Archive for the ‘SQL’ Category

The MySQL init-script mess

Апрель 25th, 2012

I don’t think there is a single good-quality MySQL init script for a Unix-like operating system. On Windows, there is the service facility, and I used to write Windows services. Based on that, I believe Windows has a pretty good claim to better reliability for start/stop services with MySQL.

What’s wrong with the init scripts? Well, let me count the reasons! Wait, I’m out of fingers and toes.

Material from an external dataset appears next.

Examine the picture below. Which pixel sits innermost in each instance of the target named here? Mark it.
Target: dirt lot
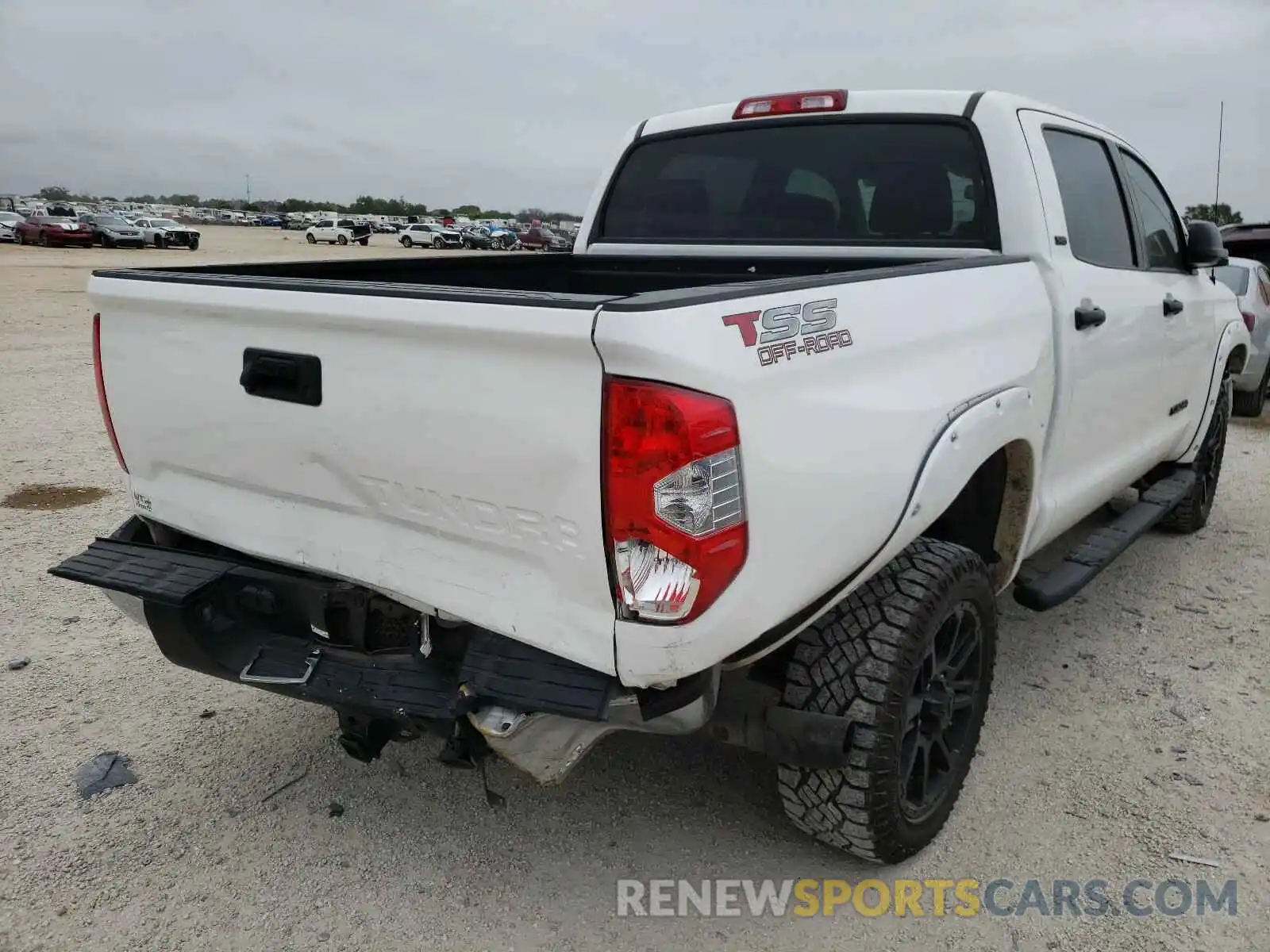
(1126, 725)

I’ll just mention the two annoying ones that I’ve run into most recently. Both are on Debian, though there is nothing especially broken about Debian’s init scripts. The first one comes from parsing my.cnf wrong and not treating pid-file and pid_file identically. The server treats them identically, thus, so should any other program that reads the my.cnf file (there’s this program called my_print_defaults… use it!). The second bug is because Debian uses two configuration files for start/stop services: the init script reads /etc/mysql/debian.cnf for no discernable reason. (I guess they never heard of using [sections] in the /etc/mysql/my.cnf file, or just reading the [mysqld] section.) So if you configure your server to place its socket in a non-default location, you have to redundantly update /etc/mysql/debian.cnf too, or the init script will fail. Duplication of configuration parameters is just stupid, period.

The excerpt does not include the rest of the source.